Recently, researchers at Microsoft have introduced a novel AI framework called Auto Evol-Instruct, which can automatically evolve instructional datasets without any human intervention.

In the field of artificial intelligence, the development of large language models (LLMs) is crucial, especially in enhancing their ability to follow detailed instructions. Researchers have been exploring ways to improve the datasets used to train LLMs to enhance their performance and adaptability.

image.png

Traditional evolutionary methods like Evol-Instruct rely on evolution rules specified by human experts, which are not only costly and time-consuming but also require redesigning methods when adapting to new tasks. In contrast, Auto Evol-Instruct achieves an automated evolution process by initially using LLMs to analyze input instructions and autonomously design initial evolution rules. Subsequently, through iterative optimization by optimizer LLMs, it identifies and resolves issues in the evolution process to ensure the final evolution instructions' complexity and stability.

Auto Evol-Instruct enhances the complexity and diversity of datasets by automatically analyzing input instructions and formulating evolution rules, utilizing LLMs to design evolution methods.

In terms of performance evaluation, Auto Evol-Instruct has performed exceptionally well in multiple benchmark tests. For example, by fine-tuning Mixtral-8x7B with only 10K evolved ShareGPT data, the framework achieved 8.09 points on MT-Bench and 91.4 points on AlpacaEval, surpassing GPT-3.5-Turbo and WizardLM-70B, and matching Claude2.0.

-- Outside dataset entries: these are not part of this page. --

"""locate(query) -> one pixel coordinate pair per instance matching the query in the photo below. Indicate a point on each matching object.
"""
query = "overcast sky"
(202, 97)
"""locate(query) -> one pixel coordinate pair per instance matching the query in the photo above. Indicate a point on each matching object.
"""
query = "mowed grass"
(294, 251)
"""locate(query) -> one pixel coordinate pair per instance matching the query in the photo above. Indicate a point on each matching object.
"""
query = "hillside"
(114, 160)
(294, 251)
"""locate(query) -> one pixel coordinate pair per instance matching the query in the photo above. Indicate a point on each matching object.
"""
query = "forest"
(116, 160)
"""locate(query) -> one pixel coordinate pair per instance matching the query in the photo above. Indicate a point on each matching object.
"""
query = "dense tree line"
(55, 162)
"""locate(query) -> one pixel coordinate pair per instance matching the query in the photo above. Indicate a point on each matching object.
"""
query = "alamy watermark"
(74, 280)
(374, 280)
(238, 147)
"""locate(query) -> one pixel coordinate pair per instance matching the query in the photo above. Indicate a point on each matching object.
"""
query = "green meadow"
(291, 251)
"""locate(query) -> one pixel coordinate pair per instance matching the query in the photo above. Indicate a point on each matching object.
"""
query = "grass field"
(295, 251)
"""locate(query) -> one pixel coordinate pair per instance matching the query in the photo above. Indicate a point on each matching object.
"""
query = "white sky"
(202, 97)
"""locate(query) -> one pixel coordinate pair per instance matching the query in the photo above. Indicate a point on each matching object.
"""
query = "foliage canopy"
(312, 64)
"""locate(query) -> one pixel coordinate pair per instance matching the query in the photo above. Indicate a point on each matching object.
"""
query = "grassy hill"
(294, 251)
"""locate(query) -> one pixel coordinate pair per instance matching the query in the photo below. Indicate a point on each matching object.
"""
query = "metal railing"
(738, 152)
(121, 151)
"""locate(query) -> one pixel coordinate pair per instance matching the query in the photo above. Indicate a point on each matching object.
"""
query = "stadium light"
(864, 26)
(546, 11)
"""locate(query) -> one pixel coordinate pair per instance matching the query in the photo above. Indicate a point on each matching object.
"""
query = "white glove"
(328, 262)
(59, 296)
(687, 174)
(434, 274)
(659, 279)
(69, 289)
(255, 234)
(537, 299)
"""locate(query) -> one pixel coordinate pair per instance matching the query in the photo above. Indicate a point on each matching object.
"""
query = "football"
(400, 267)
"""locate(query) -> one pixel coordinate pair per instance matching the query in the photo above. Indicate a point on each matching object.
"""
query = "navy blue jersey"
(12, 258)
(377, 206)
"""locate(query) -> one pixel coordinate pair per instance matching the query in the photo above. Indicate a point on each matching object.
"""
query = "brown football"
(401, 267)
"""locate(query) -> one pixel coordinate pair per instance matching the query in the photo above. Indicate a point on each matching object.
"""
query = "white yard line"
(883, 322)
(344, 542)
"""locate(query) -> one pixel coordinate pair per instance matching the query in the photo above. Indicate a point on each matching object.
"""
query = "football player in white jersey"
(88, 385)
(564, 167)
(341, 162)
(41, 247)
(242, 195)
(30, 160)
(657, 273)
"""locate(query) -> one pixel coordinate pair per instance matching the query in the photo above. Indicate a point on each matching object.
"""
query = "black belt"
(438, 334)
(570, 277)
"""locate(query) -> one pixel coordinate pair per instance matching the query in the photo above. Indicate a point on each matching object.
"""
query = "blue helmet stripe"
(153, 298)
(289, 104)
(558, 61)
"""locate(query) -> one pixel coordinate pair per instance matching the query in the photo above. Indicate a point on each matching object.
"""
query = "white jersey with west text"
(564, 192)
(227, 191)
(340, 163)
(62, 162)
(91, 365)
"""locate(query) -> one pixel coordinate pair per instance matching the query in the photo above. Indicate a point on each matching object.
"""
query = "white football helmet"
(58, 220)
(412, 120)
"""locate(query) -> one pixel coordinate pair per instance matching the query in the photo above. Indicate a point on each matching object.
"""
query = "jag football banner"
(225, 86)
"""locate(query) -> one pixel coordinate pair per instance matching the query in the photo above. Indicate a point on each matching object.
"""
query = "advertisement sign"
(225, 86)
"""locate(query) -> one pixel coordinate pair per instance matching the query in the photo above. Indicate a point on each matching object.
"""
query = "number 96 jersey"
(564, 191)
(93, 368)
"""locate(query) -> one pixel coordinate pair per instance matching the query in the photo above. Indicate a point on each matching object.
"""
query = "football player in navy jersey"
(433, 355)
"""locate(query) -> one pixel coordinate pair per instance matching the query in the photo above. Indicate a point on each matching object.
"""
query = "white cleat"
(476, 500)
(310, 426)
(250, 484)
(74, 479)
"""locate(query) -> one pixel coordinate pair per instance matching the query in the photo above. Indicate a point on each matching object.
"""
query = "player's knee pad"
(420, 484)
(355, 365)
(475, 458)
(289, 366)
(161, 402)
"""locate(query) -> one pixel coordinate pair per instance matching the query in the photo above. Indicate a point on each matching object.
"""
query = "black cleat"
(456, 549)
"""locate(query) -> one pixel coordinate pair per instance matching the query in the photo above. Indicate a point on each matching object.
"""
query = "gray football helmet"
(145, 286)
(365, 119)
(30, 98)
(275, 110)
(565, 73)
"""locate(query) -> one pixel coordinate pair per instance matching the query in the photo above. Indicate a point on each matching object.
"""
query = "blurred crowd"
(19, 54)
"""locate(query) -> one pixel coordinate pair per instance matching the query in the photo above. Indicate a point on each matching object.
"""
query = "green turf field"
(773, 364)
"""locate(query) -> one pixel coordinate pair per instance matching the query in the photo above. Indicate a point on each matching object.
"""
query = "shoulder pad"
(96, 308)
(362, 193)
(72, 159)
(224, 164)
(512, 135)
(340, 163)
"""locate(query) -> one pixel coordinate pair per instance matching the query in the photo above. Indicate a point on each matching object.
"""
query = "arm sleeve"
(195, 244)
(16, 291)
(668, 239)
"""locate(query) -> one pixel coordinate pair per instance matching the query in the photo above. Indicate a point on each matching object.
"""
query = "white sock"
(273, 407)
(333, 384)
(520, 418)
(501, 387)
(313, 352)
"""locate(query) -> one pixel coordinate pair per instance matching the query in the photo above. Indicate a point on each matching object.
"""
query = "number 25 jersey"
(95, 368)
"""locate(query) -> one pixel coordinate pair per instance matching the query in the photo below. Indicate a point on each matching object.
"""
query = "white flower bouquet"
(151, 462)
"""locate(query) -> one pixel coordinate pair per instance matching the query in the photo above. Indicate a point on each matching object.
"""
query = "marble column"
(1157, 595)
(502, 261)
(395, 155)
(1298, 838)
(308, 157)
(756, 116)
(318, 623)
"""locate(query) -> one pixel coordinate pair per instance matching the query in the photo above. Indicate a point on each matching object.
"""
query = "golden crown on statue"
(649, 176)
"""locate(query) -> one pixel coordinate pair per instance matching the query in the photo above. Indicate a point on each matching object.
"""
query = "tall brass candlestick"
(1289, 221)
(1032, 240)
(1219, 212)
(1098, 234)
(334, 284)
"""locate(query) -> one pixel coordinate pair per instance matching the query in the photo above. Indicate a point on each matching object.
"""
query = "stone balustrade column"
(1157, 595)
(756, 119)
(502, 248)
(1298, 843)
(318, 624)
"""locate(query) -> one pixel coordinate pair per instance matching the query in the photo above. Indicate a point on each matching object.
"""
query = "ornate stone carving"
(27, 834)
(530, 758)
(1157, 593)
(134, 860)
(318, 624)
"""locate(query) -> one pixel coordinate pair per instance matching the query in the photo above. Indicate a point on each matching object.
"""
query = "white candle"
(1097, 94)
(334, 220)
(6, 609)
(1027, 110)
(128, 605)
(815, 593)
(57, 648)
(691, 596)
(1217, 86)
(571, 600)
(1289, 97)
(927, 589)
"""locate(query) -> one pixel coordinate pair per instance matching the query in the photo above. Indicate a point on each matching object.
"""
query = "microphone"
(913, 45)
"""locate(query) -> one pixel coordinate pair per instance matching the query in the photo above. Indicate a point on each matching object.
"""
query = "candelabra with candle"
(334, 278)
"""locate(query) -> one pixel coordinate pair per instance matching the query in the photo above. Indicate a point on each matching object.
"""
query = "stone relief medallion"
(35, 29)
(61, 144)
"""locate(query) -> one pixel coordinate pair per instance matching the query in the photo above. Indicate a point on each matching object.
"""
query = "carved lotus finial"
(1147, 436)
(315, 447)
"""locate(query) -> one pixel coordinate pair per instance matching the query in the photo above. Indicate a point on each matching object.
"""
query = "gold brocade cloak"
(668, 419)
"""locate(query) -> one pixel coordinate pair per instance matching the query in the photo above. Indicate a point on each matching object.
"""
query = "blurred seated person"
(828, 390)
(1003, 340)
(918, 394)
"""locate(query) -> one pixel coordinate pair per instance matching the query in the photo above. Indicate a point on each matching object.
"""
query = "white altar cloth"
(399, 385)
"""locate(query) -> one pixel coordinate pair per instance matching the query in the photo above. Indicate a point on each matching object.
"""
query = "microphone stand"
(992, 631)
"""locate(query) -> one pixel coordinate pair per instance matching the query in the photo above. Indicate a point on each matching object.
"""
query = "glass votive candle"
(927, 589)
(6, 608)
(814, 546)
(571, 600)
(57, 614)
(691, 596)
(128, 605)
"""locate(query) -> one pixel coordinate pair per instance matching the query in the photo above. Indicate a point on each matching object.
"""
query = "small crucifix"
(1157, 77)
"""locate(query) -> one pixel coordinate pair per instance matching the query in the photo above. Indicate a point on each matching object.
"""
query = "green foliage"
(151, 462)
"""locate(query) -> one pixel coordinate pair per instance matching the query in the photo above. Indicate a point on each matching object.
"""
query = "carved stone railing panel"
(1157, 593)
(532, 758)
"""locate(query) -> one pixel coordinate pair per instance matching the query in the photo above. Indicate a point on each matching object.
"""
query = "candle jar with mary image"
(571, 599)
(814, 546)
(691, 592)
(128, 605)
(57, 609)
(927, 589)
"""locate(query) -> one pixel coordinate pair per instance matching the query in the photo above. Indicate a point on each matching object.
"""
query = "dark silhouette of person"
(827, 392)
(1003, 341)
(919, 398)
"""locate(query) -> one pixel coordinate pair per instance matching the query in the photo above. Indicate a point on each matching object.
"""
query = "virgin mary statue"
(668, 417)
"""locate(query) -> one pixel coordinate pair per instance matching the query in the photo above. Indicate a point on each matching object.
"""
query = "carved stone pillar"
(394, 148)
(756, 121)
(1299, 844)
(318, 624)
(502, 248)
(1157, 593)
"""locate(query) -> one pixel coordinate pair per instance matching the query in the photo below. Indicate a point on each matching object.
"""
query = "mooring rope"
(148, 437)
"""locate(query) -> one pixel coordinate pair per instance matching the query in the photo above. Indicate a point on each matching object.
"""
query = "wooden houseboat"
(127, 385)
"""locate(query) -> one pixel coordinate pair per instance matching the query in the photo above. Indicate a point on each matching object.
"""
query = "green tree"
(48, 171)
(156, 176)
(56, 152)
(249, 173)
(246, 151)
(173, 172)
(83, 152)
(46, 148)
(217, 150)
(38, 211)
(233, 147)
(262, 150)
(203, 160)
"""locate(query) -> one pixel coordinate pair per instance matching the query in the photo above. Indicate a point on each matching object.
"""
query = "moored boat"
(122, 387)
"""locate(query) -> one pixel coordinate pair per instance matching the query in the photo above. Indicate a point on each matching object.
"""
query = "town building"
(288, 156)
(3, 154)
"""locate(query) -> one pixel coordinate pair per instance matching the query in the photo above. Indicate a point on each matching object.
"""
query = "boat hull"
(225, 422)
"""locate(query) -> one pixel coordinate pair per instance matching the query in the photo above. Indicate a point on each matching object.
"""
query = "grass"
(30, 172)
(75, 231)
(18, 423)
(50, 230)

Additionally, by using only 7K evolved GSM8K training data, the framework achieved 82.49 points on GSM8K. In code generation, by fine-tuning DeepSeek-Coder-Base-33B with 20K evolved Code Alpaca, the framework achieved 77.4 points on HumanEval, outperforming other competitive models.

image.png

This new framework has demonstrated outstanding performance in multiple benchmark tests, including MT-Bench, AlpacaEval, GSM8K, and HumanEval, showcasing its potential in improving instruction following, mathematical reasoning, and code generation capabilities.

Paper link: https://arxiv.org/abs/2406.00770

Key Points:

🔍 Auto Evol-Instruct is a fully automated AI framework capable of automatically analyzing and evolving instructional datasets without human intervention.

🚀 The framework effectively enhances the complexity and diversity of datasets by optimizing evolution methods, thereby improving the performance and adaptability of LLMs across various tasks.

💡 The research results of Auto Evol-Instruct indicate the effectiveness of automating the evolution of instructional datasets.